My right honourable friend the Financial Secretary to the Treasury (Jane Kennedy) has today made the following Written Ministerial Statement.
Tax credits today provide support to 20 million people including around 6 million families and 10 million children. Take-up of tax credits is a significant success. Tax credits have played a key role in tackling child poverty: since 1998-99, 600,000 children have been lifted out of relative poverty, compared to a doubling of child poverty in the previous 20 years. Tax credits also play a major role in moving people into work and helping people move up the employment ladder, ensuring that work pays over welfare.
Over the past 12 months, HM Revenue and Customs (HMRC) has significantly accelerated its work programme for measuring error and fraud in the tax credits system and has today published its estimates for both 2005-06 and 2006-07. A copy of these statistics has been deposited in the Libraries of both Houses and is available on the HMRC website.
The figures show that HMRC has reduced the level of error favouring the customer from 9.2 per cent of all tax credit entitlement in 2003-04 to 7.6 per cent in 2006-07, and the levels of fraud from 0.6 per cent in 2003-04 to 0.2 per cent in 2006-07.
I have today set HMRC a target to further reduce levels of error and fraud to no more than 5 per cent of finalised entitlement by the end of March 2011. HMRC is committed to achieving this challenging target.
HMRC has strengthened its strategy for reducing error and fraud, building on the tax credits transformation programme. This programme has improved HMRC's understanding of tax credit customers, enabling the department to better support customers to get their claim right.
HMRC will deliver targeted assistance to customers making a new claim, to help them claim more easily.

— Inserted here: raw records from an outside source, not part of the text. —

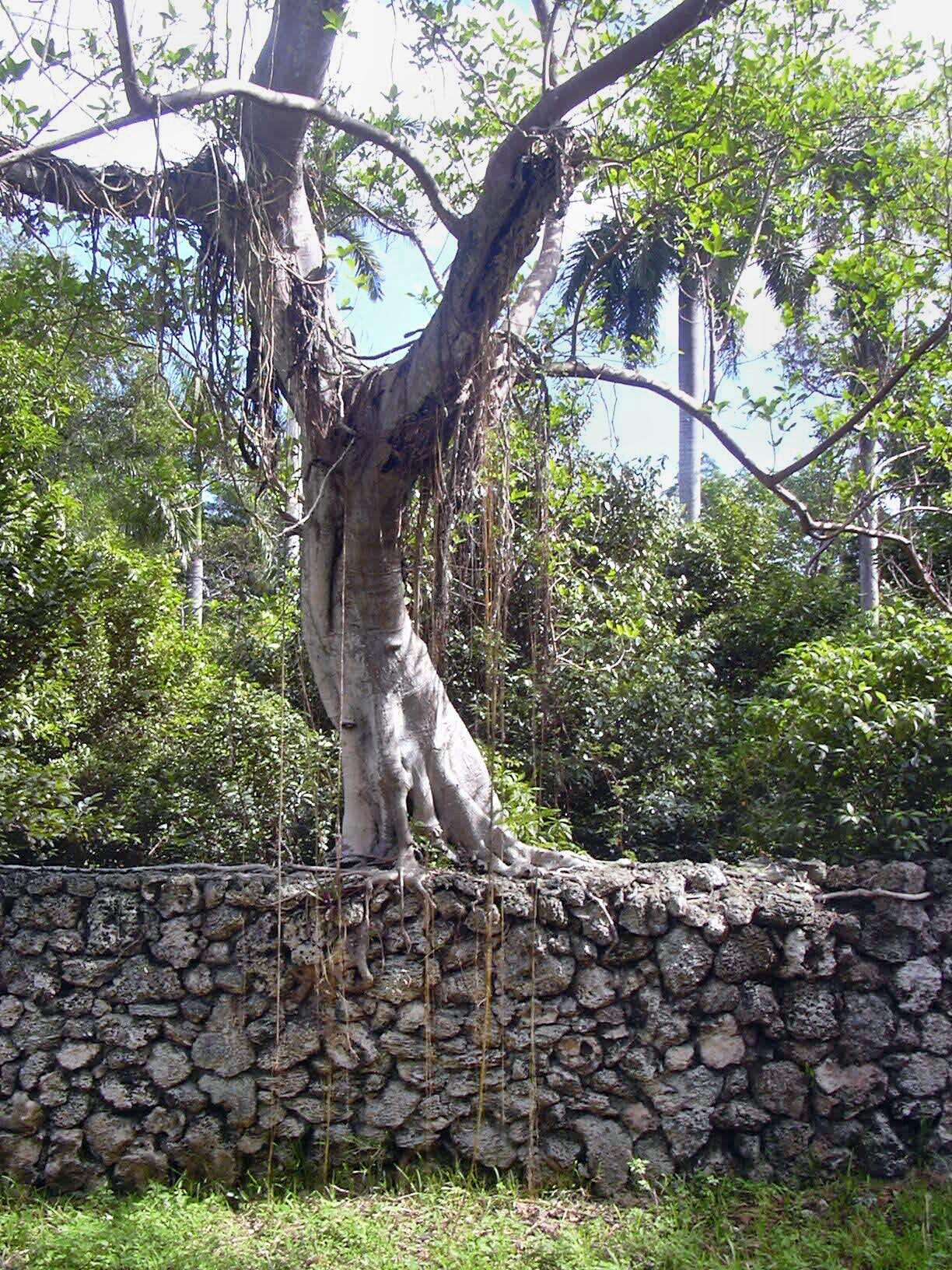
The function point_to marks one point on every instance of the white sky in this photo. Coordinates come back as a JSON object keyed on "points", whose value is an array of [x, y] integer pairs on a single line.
{"points": [[635, 424]]}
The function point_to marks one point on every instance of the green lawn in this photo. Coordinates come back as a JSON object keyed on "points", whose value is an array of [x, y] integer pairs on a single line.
{"points": [[445, 1221]]}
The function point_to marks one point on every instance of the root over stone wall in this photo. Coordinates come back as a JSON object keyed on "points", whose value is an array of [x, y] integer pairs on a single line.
{"points": [[689, 1016]]}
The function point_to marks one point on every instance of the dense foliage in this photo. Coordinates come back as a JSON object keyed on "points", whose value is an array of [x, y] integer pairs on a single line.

This could range from straightforward advice when a customer requests a claim form to intensive help over the phone or face-to-face.

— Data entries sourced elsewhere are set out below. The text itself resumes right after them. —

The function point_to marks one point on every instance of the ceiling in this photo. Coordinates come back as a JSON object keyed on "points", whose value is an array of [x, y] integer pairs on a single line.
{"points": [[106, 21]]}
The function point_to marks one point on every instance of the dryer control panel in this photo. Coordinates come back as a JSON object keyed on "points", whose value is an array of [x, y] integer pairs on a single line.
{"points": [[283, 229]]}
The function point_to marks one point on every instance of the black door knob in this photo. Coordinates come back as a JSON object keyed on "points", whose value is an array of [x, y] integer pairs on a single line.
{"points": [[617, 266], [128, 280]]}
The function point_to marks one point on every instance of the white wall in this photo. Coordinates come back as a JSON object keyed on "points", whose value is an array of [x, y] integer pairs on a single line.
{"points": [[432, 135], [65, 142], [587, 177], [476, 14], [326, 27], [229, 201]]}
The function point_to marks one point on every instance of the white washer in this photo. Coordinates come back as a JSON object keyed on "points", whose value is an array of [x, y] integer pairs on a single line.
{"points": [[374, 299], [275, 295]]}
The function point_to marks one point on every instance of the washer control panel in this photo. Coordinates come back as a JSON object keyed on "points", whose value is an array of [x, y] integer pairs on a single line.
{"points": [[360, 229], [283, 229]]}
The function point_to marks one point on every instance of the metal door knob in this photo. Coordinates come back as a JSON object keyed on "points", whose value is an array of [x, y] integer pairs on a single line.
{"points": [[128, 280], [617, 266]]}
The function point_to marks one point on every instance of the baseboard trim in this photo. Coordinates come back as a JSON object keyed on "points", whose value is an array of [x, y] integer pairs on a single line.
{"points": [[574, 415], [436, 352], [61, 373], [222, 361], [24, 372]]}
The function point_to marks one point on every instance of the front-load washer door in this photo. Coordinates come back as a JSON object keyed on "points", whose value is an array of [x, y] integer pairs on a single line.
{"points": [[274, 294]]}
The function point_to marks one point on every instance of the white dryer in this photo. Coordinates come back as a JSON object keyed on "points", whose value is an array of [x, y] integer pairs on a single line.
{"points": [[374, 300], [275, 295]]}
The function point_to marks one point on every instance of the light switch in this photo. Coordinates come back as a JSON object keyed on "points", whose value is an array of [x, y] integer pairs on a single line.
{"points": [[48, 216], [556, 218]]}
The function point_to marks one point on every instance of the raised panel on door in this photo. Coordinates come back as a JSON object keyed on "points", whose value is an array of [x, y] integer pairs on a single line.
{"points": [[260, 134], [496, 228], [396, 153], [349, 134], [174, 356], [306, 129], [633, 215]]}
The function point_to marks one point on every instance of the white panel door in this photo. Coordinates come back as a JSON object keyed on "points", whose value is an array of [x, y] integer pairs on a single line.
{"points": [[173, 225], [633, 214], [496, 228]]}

Existing customers will receive support in areas in which they have difficulty to ensure that they are providing the correct information on which to base their awards, and help with the renewals process. For example, during this year’s renewal window HMRC is proactively contacting vulnerable customers to offer them additional assistance to renew their claims. From September, HMRC is also rolling out new services to proactively seek information from customers and make better use of information already held, to help mitigate against errors relating to an individual’s award.
HMRC is also embedding this deeper understanding of customer behaviour into its compliance programme, deploying resources to areas of greatest risk with the aim of identifying incorrect claims and supporting customers to prevent errors in the future.

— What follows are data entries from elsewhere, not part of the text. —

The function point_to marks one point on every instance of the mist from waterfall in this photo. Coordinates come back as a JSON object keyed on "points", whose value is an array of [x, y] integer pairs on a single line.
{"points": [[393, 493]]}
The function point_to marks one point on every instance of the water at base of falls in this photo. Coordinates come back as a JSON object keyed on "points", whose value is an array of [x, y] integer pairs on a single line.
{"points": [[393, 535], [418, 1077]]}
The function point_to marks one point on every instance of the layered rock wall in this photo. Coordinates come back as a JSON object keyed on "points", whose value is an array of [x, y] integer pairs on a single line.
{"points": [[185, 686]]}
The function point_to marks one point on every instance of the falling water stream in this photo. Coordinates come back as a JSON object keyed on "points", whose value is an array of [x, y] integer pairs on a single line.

HMRC also remains vigilant to fraud. Previously published information on organised fraud shows that HMRC is successfully stopping the majority of claims identified as being submitted by organised fraudsters. The department has implemented a range of measures designed to restrict the opportunity for fraudsters to abuse the system, including tighter control on the issue of claim forms, fraud awareness training for staff, and deploying compliance officers in tax credit call centres.
These measures, combined with the closure of the e-portal, have significantly reduced the level of identified losses due to organised fraud from the levels in 2005-06. In 2006-07, HMRC identified attempts to defraud the tax credit system of around £252 million. Of this, the vast majority—some £212 million—was detected by HMRC before any money was paid out.